Dr. Ballem promised an online option would be available on April 12, when younger groups begin registering. The province aims to have a first dose available to all its 4.3-million eligible adults by the end of July.

Alberta Health Services says it has added more servers to increase the processing power of its online booking tool as it opens up vaccination to younger cohorts beginning next week. Unlike B.C. and Ontario, Alberta has a single health authority that has centralized its response to the pandemic, allowing it to scale up its operation faster than other provinces.
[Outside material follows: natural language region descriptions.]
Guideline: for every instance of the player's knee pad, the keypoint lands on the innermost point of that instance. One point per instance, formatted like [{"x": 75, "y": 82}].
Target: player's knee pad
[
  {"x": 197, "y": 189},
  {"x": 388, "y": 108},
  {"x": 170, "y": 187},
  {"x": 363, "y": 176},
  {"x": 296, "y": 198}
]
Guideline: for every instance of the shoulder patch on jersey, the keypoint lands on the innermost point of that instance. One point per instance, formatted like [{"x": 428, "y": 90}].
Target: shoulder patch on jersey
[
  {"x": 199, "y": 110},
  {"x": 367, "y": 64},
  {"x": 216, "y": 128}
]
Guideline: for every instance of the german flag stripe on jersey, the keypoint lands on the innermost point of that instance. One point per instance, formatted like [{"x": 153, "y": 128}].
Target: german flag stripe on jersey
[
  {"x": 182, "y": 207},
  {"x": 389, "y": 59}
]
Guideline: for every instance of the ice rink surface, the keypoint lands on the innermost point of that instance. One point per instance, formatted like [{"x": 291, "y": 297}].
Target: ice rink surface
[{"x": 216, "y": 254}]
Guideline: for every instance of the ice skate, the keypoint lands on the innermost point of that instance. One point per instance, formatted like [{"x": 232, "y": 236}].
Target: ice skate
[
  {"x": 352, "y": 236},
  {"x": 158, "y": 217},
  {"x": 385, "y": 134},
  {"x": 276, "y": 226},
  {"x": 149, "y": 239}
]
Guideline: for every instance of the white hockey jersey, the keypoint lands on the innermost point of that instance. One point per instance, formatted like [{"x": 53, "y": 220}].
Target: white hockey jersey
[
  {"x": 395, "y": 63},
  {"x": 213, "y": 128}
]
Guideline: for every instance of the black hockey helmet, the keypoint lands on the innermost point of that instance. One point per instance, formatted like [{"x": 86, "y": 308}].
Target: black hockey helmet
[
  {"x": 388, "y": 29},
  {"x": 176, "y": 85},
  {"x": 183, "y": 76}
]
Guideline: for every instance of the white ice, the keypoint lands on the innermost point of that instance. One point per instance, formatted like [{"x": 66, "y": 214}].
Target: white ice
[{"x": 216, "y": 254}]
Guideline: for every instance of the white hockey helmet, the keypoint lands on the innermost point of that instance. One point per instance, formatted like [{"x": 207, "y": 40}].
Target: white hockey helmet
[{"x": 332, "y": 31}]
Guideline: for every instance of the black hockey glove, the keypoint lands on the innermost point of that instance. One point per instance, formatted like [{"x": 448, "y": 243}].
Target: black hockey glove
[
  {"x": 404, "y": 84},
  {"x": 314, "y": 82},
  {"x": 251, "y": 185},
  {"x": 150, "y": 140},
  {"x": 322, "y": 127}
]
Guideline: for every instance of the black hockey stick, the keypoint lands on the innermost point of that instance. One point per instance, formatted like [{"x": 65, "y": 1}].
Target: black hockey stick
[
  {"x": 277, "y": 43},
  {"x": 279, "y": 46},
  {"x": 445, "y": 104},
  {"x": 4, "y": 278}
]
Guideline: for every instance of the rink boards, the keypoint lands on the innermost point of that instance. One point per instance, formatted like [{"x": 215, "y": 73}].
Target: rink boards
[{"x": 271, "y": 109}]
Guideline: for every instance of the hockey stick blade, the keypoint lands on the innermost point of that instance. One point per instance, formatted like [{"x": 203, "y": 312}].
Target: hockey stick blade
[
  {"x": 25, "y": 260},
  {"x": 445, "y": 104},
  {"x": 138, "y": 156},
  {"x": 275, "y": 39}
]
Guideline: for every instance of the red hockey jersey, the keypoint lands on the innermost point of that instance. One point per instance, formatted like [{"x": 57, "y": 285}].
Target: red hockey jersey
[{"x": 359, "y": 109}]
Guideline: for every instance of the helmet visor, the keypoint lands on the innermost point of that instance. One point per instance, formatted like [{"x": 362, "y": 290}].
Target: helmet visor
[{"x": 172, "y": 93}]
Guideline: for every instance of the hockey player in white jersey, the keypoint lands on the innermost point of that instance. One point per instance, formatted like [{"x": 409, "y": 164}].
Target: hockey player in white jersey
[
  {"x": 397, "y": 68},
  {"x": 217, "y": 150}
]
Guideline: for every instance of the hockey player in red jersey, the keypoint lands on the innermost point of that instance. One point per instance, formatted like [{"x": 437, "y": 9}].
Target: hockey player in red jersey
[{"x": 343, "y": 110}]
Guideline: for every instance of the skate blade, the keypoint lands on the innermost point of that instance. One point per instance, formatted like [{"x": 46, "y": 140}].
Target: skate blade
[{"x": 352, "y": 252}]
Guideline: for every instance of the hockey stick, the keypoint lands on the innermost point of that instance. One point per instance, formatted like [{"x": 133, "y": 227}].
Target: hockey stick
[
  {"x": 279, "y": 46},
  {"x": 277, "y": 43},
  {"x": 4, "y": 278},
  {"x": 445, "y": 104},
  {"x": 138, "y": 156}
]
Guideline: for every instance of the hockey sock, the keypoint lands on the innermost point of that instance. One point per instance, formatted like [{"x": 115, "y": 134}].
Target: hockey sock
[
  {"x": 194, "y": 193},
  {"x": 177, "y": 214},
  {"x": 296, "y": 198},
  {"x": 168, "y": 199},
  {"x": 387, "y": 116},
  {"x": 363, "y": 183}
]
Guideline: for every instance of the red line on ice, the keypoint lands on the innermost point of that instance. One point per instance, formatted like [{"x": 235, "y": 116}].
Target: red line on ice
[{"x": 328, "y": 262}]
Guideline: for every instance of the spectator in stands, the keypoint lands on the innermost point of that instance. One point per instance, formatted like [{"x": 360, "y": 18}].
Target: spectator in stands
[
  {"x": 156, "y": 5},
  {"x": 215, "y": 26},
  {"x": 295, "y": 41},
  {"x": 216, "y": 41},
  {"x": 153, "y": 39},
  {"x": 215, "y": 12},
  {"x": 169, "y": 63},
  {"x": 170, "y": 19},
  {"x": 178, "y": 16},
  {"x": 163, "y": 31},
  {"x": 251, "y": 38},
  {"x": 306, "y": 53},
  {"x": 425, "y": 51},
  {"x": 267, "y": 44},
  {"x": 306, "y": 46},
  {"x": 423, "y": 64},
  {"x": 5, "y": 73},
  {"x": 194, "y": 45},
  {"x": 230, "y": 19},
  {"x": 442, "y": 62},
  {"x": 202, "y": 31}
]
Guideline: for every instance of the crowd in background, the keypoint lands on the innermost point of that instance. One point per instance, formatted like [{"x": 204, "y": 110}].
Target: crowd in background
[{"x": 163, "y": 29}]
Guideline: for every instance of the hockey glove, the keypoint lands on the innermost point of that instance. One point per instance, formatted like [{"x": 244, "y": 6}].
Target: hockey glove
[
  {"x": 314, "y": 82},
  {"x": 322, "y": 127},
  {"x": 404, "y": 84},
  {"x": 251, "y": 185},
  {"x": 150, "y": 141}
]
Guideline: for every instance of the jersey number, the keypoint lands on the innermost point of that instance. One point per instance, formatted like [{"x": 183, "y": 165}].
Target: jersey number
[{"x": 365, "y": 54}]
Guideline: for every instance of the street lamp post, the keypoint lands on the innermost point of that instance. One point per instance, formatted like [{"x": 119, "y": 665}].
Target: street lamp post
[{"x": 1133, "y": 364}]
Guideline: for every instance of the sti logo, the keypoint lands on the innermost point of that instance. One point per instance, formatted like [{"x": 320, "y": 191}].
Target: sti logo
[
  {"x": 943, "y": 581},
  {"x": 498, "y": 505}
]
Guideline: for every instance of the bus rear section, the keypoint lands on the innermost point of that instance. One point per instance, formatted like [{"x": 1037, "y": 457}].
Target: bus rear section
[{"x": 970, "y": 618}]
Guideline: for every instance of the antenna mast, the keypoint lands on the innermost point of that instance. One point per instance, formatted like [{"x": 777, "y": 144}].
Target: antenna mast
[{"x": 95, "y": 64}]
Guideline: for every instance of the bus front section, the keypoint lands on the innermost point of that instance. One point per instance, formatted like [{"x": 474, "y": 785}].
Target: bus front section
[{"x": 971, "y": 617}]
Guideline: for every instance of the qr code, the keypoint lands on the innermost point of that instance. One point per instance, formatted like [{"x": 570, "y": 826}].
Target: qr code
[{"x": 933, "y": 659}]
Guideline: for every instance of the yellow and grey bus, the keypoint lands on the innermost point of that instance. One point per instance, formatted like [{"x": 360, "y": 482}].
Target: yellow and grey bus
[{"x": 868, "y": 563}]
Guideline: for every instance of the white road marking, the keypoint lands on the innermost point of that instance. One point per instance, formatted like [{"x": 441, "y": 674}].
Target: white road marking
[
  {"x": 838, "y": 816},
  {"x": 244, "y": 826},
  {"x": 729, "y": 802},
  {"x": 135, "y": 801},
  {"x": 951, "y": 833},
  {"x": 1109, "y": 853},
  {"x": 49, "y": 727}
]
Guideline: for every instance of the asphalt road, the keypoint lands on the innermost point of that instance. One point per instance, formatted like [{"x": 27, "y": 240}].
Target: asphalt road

Still, the government’s first day of signing up some of the province’s 230,000 seniors to get vaccinated last month went much the same way as B.C.’s: Thousands of Albertans were unable to get past the busy signal on the booking hotline or got kicked off the website before they could get through.

By the afternoon of the first day, the province said more than 150,000 people had tried to access the website and, ultimately, 25,000 booked an appointment.

Alberta Health spokesperson James Wood said via e-mail that Alberta can now book about 100,000 appointments over a 24-hour period, and people can also contact their local pharmacy to set up a time. AHS has added more staff to its 811 hotline, Mr. Wood said.

Ontario will launch its online portal for booking at mass immunization clinics on March 15, a spokesperson for the province’s Ministry of Health said.